Falta de ferro após a menopausa exige investigação

Deficiência de ferro em adultos pode estar ligada a sangramentos ocultos ou má absorção, e não apenas à alimentação; entenda os sinais e cuidados.

A falta de ferro em adultos nem sempre significa que a alimentação está pobre nesse mineral. Em homens e mulheres após a menopausa, a deficiência pode estar relacionada a perdas de sangue não perceptíveis ou à dificuldade de absorção pelo sistema digestivo — situações que merecem investigação médica.

Segundo a Organização Mundial da Saúde (OMS), a deficiência de ferro é a principal carência nutricional no mundo e afeta mais de 1,2 bilhão de pessoas. A hematologista Juliana Sobreira, da Rede de Hospitais São Camilo de São Paulo, alerta que a causa não deve ser presumida sem avaliação.

“Quando um adulto apresenta deficiência de ferro, é importante entender a causa. Em homens e mulheres após a menopausa, por exemplo, é preciso investigar se existe alguma perda de sangue ou dificuldade de absorção antes de concluir que o problema está apenas na alimentação”, afirma.

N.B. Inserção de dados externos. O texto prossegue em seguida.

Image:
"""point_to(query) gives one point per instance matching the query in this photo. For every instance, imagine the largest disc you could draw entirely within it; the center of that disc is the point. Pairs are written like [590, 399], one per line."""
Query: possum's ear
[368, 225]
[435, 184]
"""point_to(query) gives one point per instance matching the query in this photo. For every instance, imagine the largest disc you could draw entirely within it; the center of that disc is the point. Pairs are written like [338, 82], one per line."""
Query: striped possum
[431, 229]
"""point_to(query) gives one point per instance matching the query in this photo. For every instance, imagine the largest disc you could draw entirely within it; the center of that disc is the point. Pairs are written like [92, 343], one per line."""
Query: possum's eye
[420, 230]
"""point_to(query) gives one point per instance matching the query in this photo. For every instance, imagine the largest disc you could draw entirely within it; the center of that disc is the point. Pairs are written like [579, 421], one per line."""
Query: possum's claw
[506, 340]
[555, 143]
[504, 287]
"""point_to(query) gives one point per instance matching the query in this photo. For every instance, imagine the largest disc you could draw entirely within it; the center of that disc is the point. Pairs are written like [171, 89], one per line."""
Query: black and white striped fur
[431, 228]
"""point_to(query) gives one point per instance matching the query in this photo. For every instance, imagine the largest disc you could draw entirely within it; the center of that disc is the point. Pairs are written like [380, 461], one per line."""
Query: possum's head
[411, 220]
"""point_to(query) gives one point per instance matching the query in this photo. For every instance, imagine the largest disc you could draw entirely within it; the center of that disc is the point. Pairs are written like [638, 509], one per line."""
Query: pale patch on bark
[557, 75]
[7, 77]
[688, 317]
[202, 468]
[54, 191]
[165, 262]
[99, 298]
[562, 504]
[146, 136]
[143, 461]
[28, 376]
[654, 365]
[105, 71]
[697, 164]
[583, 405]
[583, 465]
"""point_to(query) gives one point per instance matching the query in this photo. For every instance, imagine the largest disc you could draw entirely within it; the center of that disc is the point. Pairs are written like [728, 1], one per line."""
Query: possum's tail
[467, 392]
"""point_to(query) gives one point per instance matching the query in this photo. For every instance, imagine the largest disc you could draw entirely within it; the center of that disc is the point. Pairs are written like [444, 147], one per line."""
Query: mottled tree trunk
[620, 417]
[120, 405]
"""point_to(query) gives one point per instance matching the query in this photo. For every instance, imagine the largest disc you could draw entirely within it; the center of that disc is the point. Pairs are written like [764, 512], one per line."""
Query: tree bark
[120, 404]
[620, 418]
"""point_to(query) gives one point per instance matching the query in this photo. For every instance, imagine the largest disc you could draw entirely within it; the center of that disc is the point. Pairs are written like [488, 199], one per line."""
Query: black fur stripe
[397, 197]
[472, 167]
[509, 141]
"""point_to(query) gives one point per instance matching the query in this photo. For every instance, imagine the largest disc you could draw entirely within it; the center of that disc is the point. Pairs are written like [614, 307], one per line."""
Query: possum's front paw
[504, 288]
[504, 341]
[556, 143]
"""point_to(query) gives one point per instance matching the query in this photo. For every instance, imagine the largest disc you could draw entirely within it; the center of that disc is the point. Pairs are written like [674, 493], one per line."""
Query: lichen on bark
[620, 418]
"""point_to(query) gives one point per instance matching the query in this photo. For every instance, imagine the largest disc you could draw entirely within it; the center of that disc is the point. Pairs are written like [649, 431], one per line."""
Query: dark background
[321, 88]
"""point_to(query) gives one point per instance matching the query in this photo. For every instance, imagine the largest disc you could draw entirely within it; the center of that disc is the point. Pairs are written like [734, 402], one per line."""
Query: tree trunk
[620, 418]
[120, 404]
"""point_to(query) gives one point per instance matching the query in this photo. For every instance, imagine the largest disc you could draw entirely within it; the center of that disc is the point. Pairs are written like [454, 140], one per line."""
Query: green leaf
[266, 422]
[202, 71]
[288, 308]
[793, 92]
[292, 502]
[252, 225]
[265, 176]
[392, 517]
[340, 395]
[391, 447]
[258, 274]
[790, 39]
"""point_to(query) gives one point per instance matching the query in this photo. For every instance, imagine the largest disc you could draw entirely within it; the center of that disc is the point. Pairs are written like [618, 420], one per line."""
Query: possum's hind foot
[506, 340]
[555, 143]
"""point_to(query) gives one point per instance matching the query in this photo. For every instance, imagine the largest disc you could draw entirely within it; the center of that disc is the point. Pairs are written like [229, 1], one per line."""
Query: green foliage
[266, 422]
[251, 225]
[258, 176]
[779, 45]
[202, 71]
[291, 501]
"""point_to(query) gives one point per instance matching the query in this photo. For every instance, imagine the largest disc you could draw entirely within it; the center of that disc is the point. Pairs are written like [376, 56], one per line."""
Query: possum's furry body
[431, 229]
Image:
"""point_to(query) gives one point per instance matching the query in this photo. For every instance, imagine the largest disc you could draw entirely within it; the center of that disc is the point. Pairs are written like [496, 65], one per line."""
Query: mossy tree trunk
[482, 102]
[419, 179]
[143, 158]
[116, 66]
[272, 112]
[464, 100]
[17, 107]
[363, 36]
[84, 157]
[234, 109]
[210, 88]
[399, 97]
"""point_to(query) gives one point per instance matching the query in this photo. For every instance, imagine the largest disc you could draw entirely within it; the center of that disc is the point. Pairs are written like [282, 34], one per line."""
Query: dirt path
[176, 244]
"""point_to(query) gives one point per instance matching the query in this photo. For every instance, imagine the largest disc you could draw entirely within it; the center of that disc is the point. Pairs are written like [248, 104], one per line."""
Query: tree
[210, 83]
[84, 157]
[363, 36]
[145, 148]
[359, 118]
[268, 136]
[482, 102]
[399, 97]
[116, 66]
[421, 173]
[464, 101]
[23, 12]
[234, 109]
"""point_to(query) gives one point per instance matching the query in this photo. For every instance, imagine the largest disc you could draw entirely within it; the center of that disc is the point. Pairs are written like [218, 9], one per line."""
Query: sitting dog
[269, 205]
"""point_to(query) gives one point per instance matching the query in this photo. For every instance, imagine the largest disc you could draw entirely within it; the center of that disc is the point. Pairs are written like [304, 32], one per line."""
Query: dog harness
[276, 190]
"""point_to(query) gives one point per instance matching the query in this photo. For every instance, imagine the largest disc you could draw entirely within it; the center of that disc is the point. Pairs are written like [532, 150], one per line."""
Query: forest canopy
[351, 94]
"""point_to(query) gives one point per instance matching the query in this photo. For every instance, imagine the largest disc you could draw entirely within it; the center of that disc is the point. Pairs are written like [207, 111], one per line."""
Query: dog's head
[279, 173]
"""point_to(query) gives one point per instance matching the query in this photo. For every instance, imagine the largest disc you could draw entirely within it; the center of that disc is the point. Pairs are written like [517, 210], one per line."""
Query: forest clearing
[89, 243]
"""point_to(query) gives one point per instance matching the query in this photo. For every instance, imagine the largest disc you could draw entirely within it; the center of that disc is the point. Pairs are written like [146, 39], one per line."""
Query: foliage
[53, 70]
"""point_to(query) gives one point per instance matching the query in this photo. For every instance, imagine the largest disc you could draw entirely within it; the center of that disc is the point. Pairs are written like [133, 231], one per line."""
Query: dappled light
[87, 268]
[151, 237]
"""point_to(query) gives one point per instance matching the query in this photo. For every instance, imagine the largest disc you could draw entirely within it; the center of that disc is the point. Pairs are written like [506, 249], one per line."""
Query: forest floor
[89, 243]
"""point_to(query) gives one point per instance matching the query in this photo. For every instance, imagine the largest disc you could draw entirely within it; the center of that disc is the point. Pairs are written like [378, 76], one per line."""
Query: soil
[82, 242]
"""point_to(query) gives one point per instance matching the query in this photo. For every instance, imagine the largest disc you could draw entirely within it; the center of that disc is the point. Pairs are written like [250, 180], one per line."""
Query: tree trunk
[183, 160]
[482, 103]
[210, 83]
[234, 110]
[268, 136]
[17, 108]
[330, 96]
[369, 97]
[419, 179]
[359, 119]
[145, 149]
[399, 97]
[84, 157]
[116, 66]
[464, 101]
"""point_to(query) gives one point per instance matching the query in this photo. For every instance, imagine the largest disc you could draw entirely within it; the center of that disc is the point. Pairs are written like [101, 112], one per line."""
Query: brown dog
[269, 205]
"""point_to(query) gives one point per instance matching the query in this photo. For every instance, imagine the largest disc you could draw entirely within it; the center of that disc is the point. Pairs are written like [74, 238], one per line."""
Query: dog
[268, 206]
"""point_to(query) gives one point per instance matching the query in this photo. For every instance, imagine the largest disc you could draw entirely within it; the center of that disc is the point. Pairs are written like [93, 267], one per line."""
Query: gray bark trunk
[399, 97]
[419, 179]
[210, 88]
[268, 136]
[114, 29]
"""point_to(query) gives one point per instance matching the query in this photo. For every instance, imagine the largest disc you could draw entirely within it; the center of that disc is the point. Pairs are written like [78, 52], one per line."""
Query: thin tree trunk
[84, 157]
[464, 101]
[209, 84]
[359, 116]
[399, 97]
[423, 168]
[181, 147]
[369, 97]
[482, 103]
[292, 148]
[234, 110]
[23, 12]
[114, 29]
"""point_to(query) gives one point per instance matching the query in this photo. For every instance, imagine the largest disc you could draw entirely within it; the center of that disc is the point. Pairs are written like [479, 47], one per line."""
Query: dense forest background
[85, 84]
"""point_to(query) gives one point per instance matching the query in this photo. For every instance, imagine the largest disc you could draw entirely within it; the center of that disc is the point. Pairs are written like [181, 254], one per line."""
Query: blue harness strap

Por que a origem da deficiência importa?

O ferro participa da produção das hemácias, células responsáveis por transportar oxigênio pelo corpo. O organismo mantém estoques do mineral e reaproveita boa parte do ferro utilizado diariamente. Por isso, em um adulto saudável, uma dieta pobre em ferro, isoladamente, raramente explica a deficiência.

A reposição pode elevar os níveis do nutriente temporariamente, mas não necessariamente resolve a causa. Se houver uma perda contínua, o problema pode persistir mesmo com o uso de ferro.

Entre as possibilidades investigadas estão:

  • perdas de sangue pelo trato gastrointestinal;
  • úlceras gástricas e doenças inflamatórias intestinais;
  • doença celíaca, divertículos e angiectasias;
  • tumores e alterações após cirurgias no sistema digestivo, incluindo procedimentos bariátricos.

De acordo com a indicação médica, a avaliação pode envolver pesquisa de sangue nas fezes, endoscopia e colonoscopia. A hematologista reforça: “Se existe uma perda contínua, repor o ferro sem descobrir a causa da perda pode não resolver o problema. Por isso, nesses pacientes, a investigação da causa faz parte do tratamento”.

Alimentos que ajudam na ingestão de ferro

Carnes, especialmente as vermelhas, fígado, frango e peixe são fontes de ferro de melhor absorção. Feijão, lentilha, grão-de-bico, ervilha e vegetais verde-escuros também fornecem o mineral.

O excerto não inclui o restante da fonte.